Bringing Common Sense, Expert Knowledge, and Superhuman Reasoning to Computers
Artificial Intelligence (AI) is the key technology in many of today's novel applications, ranging from banking systems that detect attempted credit card fraud, to telephone systems that understand speech, to software systems that notice when you're having problems and offer appropriate advice. These technologies would not exist today without the sustained federal support of fundamental AI research over the past three decades.
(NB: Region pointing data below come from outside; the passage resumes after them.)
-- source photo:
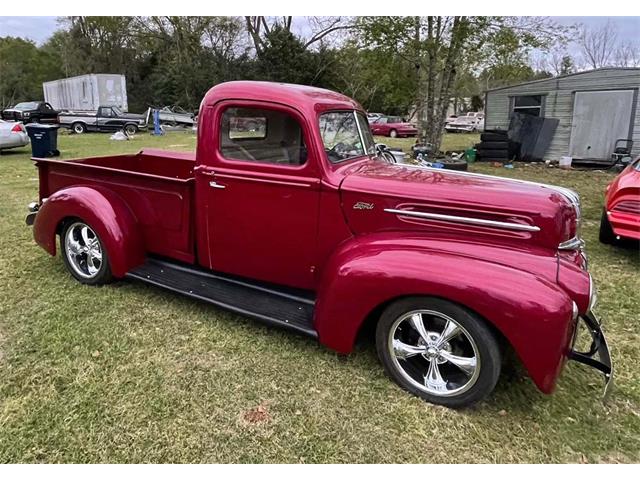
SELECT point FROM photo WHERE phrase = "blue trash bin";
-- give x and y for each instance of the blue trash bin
(44, 139)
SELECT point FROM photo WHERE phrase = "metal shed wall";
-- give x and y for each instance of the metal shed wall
(87, 92)
(559, 95)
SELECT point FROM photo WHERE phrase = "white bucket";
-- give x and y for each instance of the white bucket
(565, 162)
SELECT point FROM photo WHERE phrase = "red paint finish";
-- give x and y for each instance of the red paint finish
(377, 268)
(297, 226)
(622, 202)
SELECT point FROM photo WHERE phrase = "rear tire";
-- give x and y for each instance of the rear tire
(606, 236)
(456, 366)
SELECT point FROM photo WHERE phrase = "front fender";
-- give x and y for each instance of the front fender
(533, 313)
(106, 213)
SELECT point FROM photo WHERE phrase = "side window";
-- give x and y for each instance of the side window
(261, 135)
(528, 104)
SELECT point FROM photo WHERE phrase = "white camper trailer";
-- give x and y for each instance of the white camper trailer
(87, 92)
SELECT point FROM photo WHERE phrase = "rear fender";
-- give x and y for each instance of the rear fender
(531, 312)
(105, 212)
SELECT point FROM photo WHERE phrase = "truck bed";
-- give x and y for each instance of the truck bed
(157, 185)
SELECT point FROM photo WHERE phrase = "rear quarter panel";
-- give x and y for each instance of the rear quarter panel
(161, 206)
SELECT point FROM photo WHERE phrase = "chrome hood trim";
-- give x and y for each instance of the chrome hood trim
(466, 220)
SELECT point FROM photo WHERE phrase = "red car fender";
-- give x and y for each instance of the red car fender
(105, 212)
(622, 203)
(532, 313)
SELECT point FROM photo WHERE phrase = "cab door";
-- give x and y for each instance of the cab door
(260, 187)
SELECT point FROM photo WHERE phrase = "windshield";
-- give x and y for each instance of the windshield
(346, 135)
(26, 106)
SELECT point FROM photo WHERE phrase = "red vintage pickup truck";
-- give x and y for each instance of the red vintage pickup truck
(285, 214)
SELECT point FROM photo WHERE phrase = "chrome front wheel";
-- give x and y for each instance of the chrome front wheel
(84, 253)
(434, 352)
(438, 351)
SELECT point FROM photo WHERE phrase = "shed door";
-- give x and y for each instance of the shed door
(599, 119)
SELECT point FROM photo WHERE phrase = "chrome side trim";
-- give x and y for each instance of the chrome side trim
(465, 220)
(593, 295)
(569, 194)
(574, 243)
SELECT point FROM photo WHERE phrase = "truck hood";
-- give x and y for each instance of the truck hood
(378, 196)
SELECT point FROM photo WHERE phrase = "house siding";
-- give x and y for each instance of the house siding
(559, 96)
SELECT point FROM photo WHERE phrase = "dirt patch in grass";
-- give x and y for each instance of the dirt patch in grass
(257, 415)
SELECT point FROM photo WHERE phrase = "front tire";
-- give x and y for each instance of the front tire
(439, 351)
(84, 254)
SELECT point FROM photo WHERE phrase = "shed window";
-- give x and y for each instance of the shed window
(528, 104)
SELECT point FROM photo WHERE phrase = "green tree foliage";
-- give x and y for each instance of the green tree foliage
(380, 82)
(394, 65)
(442, 47)
(23, 68)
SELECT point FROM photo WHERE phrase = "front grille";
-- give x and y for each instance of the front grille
(627, 206)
Although there are some fairly pure applications of AI -- such as industrial robots, or the IntellipathTM pathology diagnosis system recently approved by the American Medical Association and deployed in hundreds of hospitals worldwide -- for the most part, AI does not produce stand-alone systems, but instead adds knowledge and reasoning to existing applications, databases, and environments, to make them friendlier, smarter, and more sensitive to user behavior and changes in their environments. The AI portion of an application (e.g., a logical inference or learning module) is generally a large system, dependent on a substantial infrastructure. Industrial R&D, with its relatively short time-horizons, could not have justified work of the type and scale that has been required to build the foundation for the civilian and military successes that AI enjoys today. And beyond the myriad of currently deployed applications, ongoing efforts that draw upon these decades of federally-sponsored fundamental research point towards even more impressive future capabilities:
# Autonomous vehicles: A DARPA-funded onboard computer system from Carnegie Mellon University drove a van all but 52 of the 2849 miles from Washington, DC to San Diego, averaging 63 miles per hour day and night, rain or shine;
# Computer chess: Deep Blue, a chess computer built by IBM researchers, defeated world champion Gary Kasparov in a landmark performance;
# Mathematical theorem proving: A computer system at Argonne National Laboratories proved a long-standing mathematical conjecture about algebra using a method that would be considered creative if done by humans;
# Scientific classification: A NASA system learned to classify very faint signals as either stars or galaxies with superhuman accuracy, by studying examples classified by experts;
# Advanced user interfaces: PEGASUS is a spoken language interface connected to the American Airlines EAASY SABRE reservation system, which allows subscribers to obtain flight information and make flight reservations via a large, on-line, dynamic database, accessed through their personal computer over the telephone.
In a 1977 article, the late AI pioneer Allen Newell foresaw a time when the entire man-made world would be permeated by systems that cushioned us from dangers and increased our abilities: smart vehicles, roads, bridges, homes, offices, appliances, even clothes. Systems built around AI components will increasingly monitor financial transactions, predict physical phenomena and economic trends, control regional transportation systems, and plan military and industrial operations. Basic research on common sense reasoning, representing knowledge, perception, learning, and planning is advancing rapidly, and will lead to smarter versions of current applications and to entirely new applications. As computers become ever cheaper, smaller, and more powerful, AI capabilities will spread into nearly all industrial, governmental, and consumer applications.
Moreover, AI has a long history of producing valuable spin-off technologies. AI researchers tend to look very far ahead, crafting powerful tools to help achieve the daunting tasks of building intelligent systems. Laboratories whose focus was AI first conceived and demonstrated such well-known technologies as the mouse, time-sharing, high-level symbolic programming languages (Lisp, Prolog, Scheme), computer graphics, the graphical user interface (GUI), computer games, the laser printer, object-oriented programming, the personal computer, email, hypertext, symbolic mathematics systems (Macsyma, Mathematica, Maple, Derive), and, most recently, the software agents which are now popular on the World Wide Web. There is every reason to believe that AI will continue to produce such spin-off technologies.
Intellectually, AI depends on a broad intercourse with computing disciplines and with fields outside computer science, including logic, psychology, linguistics, philosophy, neuroscience, mechanical engineering, statistics, economics, and control theory, among others. This breadth has been necessitated by the grandness of the dual challenges facing AI: creating mechanical intelligence and understanding the information basis of its human counterpart. AI problems are extremely difficult, far more difficult than was imagined when the field was founded. However, as much as AI has borrowed from many fields, it has returned the favor: through its interdisciplinary relationships, AI functions as a channel of ideas between computing and other fields, ideas that have profoundly changed those fields. For example, basic notions of computation such as memory and computational complexity play a critical role in cognitive psychology, and AI theories of knowledge representation and search have reshaped portions of philosophy, linguistics, mechanical engineering and, control theory.